For smaller burns that can be treated at home, gently wash the area with an antiseptic cleanser, loosely bandage the burn, then leave it alone for at least 24 hours. You can apply an aloe-based cream to relieve pain before bandaging it. Pain relievers such as acetaminophen, ibuprofen, or aspirin can help with inflammation and pain, and should be used according to directions. Never give aspirin to a child under the age of 18 because of the risk of a serious illness called Reye’s syndrome. If you have seen a doctor, follow his or her instructions for changing the bandages. Make sure you wash your hands with soap and water. Be sure to remove the bandage slowly and carefully. You will need to soak it before removing if it is sticking to the burn. Gently wash the burn, check for signs of infection, apply a thin layer of antibiotic cream, then cover it with a clean bandage.
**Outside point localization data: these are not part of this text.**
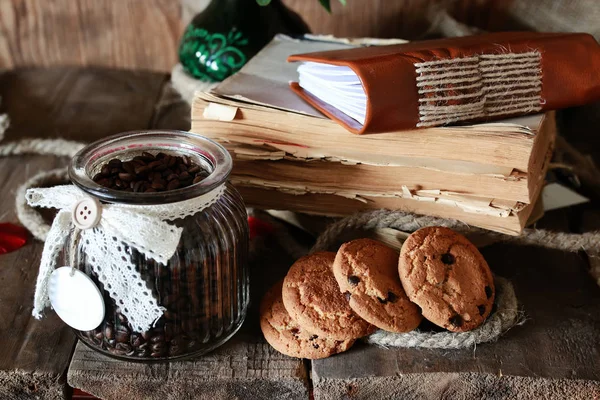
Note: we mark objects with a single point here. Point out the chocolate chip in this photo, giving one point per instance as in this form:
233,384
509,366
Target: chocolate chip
353,280
488,292
392,297
447,258
456,320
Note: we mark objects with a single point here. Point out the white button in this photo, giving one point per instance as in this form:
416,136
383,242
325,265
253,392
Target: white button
86,213
76,298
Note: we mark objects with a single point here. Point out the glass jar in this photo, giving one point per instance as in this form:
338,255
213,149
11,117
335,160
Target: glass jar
204,286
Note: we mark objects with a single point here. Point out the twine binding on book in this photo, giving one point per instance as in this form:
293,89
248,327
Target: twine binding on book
468,88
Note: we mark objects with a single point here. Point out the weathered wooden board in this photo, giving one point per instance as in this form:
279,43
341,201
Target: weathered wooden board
78,104
555,354
34,354
109,33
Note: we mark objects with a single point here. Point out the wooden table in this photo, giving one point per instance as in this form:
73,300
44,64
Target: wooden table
555,354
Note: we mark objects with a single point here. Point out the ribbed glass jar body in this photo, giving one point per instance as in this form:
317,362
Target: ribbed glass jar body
204,286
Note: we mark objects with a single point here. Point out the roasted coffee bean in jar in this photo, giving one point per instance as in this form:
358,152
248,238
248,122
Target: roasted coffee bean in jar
200,294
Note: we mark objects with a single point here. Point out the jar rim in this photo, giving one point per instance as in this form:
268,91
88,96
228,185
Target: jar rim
187,143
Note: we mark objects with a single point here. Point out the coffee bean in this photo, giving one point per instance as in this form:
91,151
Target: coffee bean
118,352
123,346
158,346
184,175
142,169
136,340
155,164
157,339
122,335
353,280
129,167
127,177
488,292
108,332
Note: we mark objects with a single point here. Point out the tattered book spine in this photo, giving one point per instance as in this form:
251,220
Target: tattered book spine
478,87
477,78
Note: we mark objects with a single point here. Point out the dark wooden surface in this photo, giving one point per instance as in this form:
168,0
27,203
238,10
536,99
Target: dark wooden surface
556,351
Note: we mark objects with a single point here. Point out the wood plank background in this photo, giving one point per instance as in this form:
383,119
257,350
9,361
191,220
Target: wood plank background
144,34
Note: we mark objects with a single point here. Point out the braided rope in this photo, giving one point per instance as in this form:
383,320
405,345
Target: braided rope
408,222
506,316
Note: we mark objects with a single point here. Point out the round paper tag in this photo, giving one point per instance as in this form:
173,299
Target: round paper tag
76,299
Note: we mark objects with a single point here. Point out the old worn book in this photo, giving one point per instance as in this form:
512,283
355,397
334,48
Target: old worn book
317,153
436,82
288,156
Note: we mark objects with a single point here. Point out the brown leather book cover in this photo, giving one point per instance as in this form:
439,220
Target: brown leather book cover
474,78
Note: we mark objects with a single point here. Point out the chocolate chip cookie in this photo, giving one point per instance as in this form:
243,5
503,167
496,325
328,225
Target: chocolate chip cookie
367,273
313,299
445,274
287,337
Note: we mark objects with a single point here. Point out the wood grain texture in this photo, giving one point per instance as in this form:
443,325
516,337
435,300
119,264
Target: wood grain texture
126,33
553,355
78,104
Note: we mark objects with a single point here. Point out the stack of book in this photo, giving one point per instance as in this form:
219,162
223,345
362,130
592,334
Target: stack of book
287,156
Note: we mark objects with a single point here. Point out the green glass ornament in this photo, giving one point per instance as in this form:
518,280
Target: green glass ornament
223,37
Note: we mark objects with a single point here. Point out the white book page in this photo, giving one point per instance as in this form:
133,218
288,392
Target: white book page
338,86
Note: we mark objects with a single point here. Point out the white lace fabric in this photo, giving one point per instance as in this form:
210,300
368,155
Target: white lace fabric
140,227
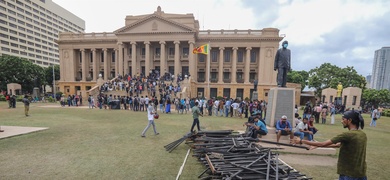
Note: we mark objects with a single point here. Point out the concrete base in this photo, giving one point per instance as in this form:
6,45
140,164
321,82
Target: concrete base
36,92
281,101
10,131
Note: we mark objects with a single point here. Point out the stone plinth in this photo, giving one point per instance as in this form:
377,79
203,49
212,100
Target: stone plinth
281,101
36,92
255,95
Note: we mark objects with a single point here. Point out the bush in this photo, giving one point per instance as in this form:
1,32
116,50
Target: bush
50,99
2,97
19,98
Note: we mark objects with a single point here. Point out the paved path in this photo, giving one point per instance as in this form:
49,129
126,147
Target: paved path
10,131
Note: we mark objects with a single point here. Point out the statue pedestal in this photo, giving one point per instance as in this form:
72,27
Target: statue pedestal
281,101
36,92
255,95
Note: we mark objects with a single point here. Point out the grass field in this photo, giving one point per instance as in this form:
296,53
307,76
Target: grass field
103,144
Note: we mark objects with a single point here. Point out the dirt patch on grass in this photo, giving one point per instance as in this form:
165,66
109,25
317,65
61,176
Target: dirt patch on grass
292,159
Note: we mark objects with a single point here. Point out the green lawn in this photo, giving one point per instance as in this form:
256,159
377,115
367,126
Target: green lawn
104,144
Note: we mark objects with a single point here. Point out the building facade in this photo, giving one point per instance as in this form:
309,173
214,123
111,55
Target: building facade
164,42
29,29
380,78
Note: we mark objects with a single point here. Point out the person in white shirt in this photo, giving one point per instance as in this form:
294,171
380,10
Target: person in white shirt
216,104
302,130
151,114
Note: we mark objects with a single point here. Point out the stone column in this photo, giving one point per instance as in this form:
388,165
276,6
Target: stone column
247,65
147,57
234,65
133,58
83,66
125,59
162,58
177,58
220,65
116,62
106,66
192,64
94,65
120,58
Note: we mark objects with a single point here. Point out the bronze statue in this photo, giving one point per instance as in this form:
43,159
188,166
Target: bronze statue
282,64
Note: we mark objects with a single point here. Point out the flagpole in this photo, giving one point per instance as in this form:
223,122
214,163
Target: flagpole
208,69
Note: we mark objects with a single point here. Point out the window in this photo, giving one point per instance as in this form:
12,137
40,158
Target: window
354,100
201,76
113,57
226,56
226,92
240,56
186,51
202,57
157,51
214,76
214,56
252,76
253,56
226,75
171,51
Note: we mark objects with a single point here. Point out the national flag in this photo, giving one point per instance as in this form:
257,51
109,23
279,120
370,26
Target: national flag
204,49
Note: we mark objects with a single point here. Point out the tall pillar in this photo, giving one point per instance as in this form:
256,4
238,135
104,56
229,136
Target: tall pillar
177,58
191,60
116,62
234,65
106,66
120,58
247,65
163,67
94,65
83,66
125,59
147,57
133,58
220,65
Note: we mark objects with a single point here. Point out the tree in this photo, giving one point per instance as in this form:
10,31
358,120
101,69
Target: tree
49,75
19,70
328,75
299,77
376,97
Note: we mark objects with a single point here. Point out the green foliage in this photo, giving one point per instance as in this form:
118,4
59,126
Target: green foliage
299,77
376,97
18,70
19,98
50,99
328,75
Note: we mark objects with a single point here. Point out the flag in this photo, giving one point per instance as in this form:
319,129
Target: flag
204,49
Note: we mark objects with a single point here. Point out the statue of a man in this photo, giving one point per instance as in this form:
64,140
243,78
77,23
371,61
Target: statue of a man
255,83
339,89
282,64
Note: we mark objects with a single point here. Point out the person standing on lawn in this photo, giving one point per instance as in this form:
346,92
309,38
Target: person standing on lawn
151,114
351,164
195,114
26,103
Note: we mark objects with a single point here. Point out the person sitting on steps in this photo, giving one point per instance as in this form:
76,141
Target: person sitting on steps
258,127
283,127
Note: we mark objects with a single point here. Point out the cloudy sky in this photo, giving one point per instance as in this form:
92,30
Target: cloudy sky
341,32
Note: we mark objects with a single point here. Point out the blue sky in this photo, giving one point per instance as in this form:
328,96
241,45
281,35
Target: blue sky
341,32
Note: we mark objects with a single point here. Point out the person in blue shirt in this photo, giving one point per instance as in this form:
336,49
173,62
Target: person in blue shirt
258,127
283,127
227,107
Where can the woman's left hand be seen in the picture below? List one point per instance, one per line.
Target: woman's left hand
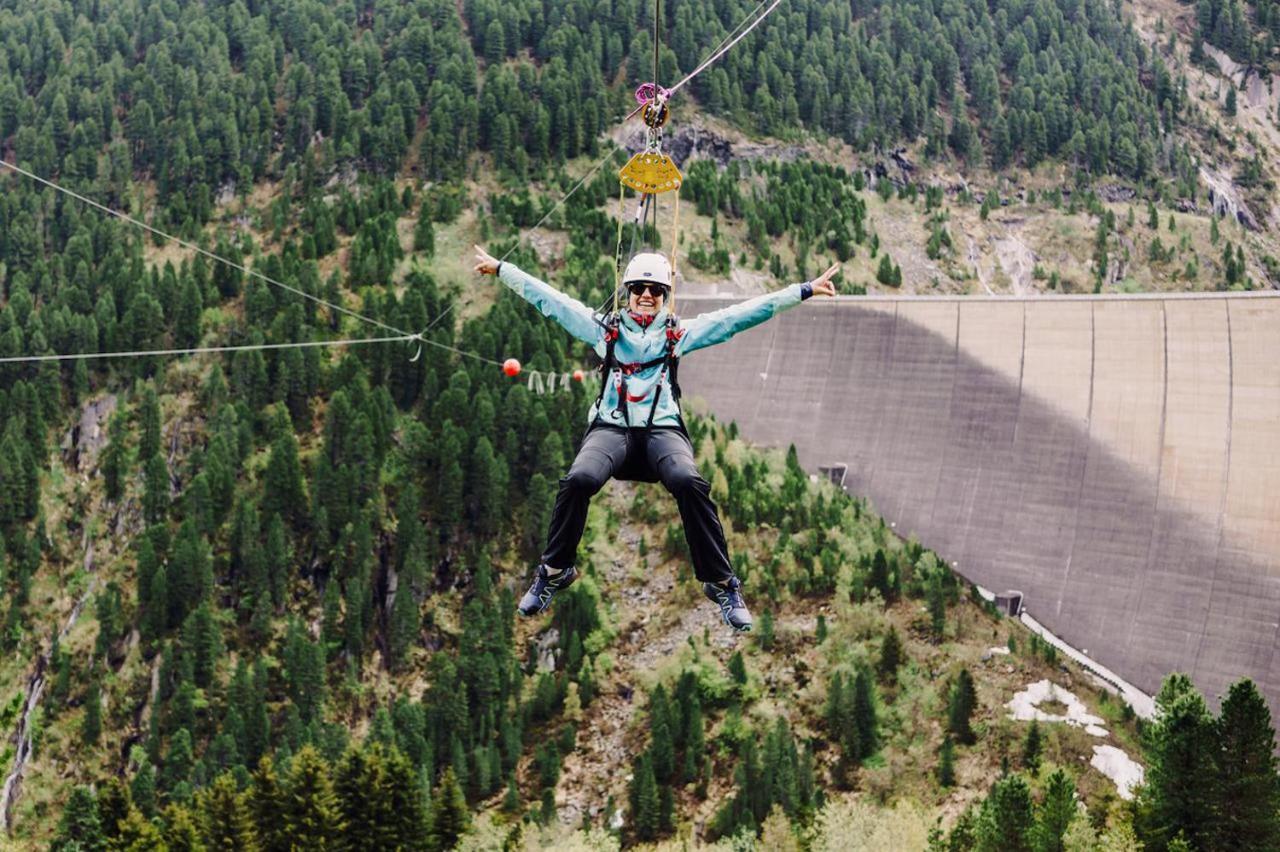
(822, 284)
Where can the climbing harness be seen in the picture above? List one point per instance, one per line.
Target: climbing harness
(617, 371)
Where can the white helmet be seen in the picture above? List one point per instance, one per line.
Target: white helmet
(650, 268)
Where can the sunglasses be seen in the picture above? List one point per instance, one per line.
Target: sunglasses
(640, 288)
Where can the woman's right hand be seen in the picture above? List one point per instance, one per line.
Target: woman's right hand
(485, 262)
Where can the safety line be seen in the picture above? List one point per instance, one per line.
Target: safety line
(248, 347)
(199, 250)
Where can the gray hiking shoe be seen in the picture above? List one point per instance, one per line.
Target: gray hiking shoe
(544, 587)
(730, 600)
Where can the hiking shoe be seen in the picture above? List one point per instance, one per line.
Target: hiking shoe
(730, 600)
(539, 595)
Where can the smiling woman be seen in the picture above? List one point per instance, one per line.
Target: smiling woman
(635, 427)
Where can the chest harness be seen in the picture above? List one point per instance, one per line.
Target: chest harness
(620, 371)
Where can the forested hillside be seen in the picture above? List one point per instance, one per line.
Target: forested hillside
(270, 604)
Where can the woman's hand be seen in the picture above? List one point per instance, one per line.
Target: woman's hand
(485, 262)
(822, 284)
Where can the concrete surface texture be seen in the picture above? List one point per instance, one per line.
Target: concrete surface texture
(1118, 459)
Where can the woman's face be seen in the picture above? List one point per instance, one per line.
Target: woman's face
(647, 299)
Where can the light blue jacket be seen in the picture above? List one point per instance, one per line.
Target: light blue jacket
(638, 344)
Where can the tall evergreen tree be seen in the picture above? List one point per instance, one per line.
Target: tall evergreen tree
(1247, 812)
(80, 829)
(1008, 820)
(225, 821)
(449, 818)
(311, 815)
(1180, 782)
(890, 656)
(1055, 812)
(960, 708)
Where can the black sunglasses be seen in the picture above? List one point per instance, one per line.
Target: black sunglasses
(640, 288)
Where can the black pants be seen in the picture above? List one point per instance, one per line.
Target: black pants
(653, 456)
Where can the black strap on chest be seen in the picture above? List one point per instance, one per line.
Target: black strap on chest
(670, 362)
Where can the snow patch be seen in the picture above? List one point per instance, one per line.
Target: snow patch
(1024, 706)
(1119, 766)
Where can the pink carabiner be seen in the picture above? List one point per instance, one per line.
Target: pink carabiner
(650, 92)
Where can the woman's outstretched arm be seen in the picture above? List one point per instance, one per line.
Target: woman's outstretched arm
(576, 317)
(708, 329)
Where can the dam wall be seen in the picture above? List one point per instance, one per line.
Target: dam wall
(1115, 458)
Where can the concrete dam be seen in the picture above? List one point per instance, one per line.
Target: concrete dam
(1115, 458)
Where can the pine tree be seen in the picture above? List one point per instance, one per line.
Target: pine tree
(304, 670)
(179, 830)
(155, 497)
(737, 668)
(662, 729)
(1180, 786)
(1008, 818)
(1247, 815)
(204, 640)
(266, 802)
(864, 714)
(91, 728)
(947, 763)
(149, 420)
(283, 493)
(960, 708)
(1032, 747)
(890, 656)
(80, 829)
(142, 788)
(1055, 812)
(424, 233)
(225, 823)
(644, 798)
(311, 815)
(937, 607)
(178, 760)
(880, 578)
(405, 624)
(449, 816)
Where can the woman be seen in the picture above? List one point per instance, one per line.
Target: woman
(635, 429)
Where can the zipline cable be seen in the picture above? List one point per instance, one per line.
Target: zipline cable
(726, 44)
(723, 47)
(726, 47)
(205, 252)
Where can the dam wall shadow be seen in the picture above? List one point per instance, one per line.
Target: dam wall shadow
(1115, 459)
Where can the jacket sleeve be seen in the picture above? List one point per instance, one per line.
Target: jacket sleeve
(576, 317)
(708, 329)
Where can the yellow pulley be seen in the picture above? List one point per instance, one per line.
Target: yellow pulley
(650, 173)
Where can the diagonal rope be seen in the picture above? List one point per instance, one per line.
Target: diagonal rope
(727, 44)
(205, 252)
(726, 47)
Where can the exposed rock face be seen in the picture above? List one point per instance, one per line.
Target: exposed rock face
(88, 436)
(693, 143)
(1225, 198)
(1114, 192)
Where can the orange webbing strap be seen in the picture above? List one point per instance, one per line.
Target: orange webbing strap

Signs of infection include increased swelling or redness, blisters filled with greenish or brownish fluid, oozing pus in the burned area, or red streaks spreading away from the burn, and are a reason to call your doctor. Also call your doctor if you have a fever, swollen lymph nodes, or notice numbness or a cold feeling in the arms or legs. A second-degree burn can take anywhere from 10 days to 3 weeks to heal. Call your doctor if it doesn’t heal within that time. Vitamins C and E, and zinc may help the burn to heal, but should be taken only in safe amounts.

Prevented Mangment


Many burns occur at home and could have been prevented. You can avoid first-degree burns by handling hot liquids and objects carefully. Make sure electrical cords are in good condition, household chemicals are safely stored and labeled, and hot beverages and objects are out of reach of small children. When handling chemicals, wear protective gloves and eyewear, and follow label directions for safe handling. Never wear clothing with long, loose sleeves while cooking or around any type of open fire. Never put a child into a tub unless you have first tested the water temperature. You can guard against burns from hot water by keeping your hot water heater set lower than 120 degrees Fahrenheit (49 degrees Celsius). Children should also sleep in flame-resistant pajamas or nightgowns. Do not smoke, or make sure discarded cigarettes are completely extinguished. Teach your children fire safety and make sure they do not have access to matches or lighters. You can also protect you and your family from burns by making sure you have operating smoke detectors on every floor of your house. Also check the temperature of a child’s car seat or seat belt before buckling the child in. Even these objects can cause burns after a period of time in direct sunlight. Never allow children to handle fireworks without adult supervision. Fireworks are a leading cause of burns and other injuries. You can avoid sunburns by using a sunscreen of at least a 15 SPF rating. Apply sunscreen liberally at least 20 minutes before sun exposure and reapply after swimming or sweating. Avoid spending time in the sun from 10 a.m. to 3 p.m., when the rays are strongest.